Uygu görüntüsüyle belirlendi
Özellikle uygulamada, İptale esas alınan Google Earth görüntülerinin bazı bölgelerde 1 yılı aşan aralarla kaydedildiği düşünüldüğünde, imar barışı düzenlemesinden sonra inşa edilmesine rağmen uydu görüntülerine yakalanmayan kimi yapılara ait Yapı Kayıt Belgelerinin geçerliliğini koruduğuna; düzenlemeden önce yapıldığı halde 31.12.2017 tarihinden sonra ve bununla beraber imar barışı düzenlemesinden önce yapıldığı uydu görüntülerine yansıyan yapıların ise belgelerinin iptal edildiğine şahit oluyoruz.
Düzenlemeden önce inşa edilmesine rağmen imar barışından yararlanamayan yapılar bakımından orantısız bir mağduriyet ve külfete neden oluyor.
Anayasa Mahkemesi’ne Göre Kanun Önünde Eşitlik İlkesi
Anayasa Mahkemesi eşitlik ilkesi yönünden Anayasa’nın 10. maddesi çerçevesinde yapacağı anayasallık denetiminde öncelikle aynı ya da benzer durumda bulunan kişiler arasında farklı muamelenin mevcut olup olmadığını inceliyor.
Yapılacak bu belirlemenin ardından ise farklı muamelenin nesnel ve makul bir temele dayanıp dayanmadığı ve ölçülü olup olmadığı hususlarını irdeleniyor. Ölçülülük ilkesi, amaç ve araç arasında hakkaniyete uygun bir dengenin bulunması gereğini ifade ediyor.

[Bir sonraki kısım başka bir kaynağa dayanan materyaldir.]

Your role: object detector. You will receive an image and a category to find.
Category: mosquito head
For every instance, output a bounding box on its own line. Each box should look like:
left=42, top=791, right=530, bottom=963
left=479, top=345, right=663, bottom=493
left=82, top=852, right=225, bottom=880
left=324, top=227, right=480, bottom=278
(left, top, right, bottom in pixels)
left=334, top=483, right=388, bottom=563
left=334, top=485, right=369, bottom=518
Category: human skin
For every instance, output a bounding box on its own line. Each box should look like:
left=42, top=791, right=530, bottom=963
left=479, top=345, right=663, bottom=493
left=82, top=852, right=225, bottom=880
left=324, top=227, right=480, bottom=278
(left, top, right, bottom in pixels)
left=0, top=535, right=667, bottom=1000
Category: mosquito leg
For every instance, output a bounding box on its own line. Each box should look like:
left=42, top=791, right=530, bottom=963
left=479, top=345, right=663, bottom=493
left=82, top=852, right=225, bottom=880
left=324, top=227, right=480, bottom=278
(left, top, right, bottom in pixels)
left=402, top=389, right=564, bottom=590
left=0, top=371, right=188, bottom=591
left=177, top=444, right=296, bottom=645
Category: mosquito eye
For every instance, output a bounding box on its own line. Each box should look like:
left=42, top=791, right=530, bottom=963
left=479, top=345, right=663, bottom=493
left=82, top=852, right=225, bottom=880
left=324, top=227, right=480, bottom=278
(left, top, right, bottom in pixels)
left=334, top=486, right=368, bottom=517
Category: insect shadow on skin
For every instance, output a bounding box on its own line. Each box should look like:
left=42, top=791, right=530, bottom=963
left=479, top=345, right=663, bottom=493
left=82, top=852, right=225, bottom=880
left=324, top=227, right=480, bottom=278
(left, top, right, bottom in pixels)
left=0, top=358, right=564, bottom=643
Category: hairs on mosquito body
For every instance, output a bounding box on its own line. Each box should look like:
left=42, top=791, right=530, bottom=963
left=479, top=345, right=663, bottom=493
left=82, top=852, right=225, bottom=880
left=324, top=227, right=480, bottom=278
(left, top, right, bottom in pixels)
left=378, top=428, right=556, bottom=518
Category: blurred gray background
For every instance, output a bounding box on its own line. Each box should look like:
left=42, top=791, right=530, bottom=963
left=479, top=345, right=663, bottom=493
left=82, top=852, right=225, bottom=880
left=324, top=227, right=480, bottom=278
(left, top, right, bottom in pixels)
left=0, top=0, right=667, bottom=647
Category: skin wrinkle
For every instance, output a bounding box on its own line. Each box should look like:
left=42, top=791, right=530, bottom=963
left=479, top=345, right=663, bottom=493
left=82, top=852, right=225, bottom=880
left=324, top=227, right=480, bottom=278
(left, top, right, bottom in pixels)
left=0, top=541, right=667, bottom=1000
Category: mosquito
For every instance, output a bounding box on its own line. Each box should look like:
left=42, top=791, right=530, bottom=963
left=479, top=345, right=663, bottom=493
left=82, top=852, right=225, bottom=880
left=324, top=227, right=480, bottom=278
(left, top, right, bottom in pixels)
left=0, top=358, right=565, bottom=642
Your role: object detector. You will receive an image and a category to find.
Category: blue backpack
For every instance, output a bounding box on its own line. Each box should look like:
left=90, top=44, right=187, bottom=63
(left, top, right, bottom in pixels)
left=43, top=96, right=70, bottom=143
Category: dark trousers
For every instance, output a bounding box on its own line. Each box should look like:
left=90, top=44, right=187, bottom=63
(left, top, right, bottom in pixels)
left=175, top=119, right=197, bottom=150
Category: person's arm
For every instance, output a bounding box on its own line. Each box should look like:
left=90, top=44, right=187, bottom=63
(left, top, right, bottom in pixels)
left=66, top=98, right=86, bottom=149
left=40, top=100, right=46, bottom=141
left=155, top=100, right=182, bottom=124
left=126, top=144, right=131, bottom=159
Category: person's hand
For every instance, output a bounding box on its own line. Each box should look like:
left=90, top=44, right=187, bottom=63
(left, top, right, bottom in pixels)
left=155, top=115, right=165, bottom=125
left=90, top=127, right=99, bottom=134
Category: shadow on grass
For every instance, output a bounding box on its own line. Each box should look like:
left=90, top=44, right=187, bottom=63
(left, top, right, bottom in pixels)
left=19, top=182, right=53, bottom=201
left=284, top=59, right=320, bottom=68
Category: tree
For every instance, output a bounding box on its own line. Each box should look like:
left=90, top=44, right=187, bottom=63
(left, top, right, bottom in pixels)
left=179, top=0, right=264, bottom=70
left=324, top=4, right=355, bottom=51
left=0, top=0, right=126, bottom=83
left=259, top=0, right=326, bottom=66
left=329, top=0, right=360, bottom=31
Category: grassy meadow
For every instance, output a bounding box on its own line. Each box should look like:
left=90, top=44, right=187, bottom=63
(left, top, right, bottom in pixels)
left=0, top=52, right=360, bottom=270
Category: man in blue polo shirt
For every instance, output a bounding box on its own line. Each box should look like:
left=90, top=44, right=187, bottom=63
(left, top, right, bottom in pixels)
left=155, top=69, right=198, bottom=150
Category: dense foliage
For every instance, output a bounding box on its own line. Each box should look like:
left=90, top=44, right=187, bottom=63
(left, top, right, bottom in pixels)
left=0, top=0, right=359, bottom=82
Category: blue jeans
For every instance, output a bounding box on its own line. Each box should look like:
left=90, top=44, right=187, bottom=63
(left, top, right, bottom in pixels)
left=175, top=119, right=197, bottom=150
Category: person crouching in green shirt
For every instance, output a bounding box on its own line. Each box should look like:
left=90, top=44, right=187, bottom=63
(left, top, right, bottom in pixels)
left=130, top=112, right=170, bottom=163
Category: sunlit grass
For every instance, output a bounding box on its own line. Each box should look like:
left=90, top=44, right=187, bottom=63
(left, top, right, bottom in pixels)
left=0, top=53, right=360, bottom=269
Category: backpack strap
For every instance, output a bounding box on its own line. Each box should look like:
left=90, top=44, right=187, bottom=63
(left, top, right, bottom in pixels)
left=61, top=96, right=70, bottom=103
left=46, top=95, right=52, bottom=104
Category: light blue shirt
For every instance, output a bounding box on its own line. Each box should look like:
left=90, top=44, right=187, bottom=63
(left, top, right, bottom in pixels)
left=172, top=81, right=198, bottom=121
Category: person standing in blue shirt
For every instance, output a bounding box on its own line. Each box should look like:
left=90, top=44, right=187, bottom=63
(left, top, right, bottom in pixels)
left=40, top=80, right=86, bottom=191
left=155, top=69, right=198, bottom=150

Diğer bir ifadeyle bu ilke, farklı muamelenin öngörülen objektif amaç ile orantılı olmasını gerektiriyor (Bkz., Anayasa Mahkemesi 11/6/2020 tarihli ve E.2019/2 K.2020/28 sayılı karar).
Bu bağlamda, 3194 sayılı İmar Kanunu’nun Geçici 16. Maddesiyle, öngörülen tarihten sonraki bina sahipleri için yani bu düzenlemeden yararlananlar bakımından mülkiyet hakkı kapsamında kıymetli bir hak ve menfaat bahşedildiği tartışmasız. Bu durumda düzenlemeden yararlanamayanlar bakımından ise özünde aynı konumda kimseler arasında hakkaniyete aykırı ve içinde hak ve yükümlülükler bağlamında orantısız eşitsizlik barındıran düzenleme yaptığı ve yasa koyucunun bunu yaparken takdir yetkisinin sınırlandıran evrensel ilke ve kurallara uygun davranmadığı değerlendiriliyor.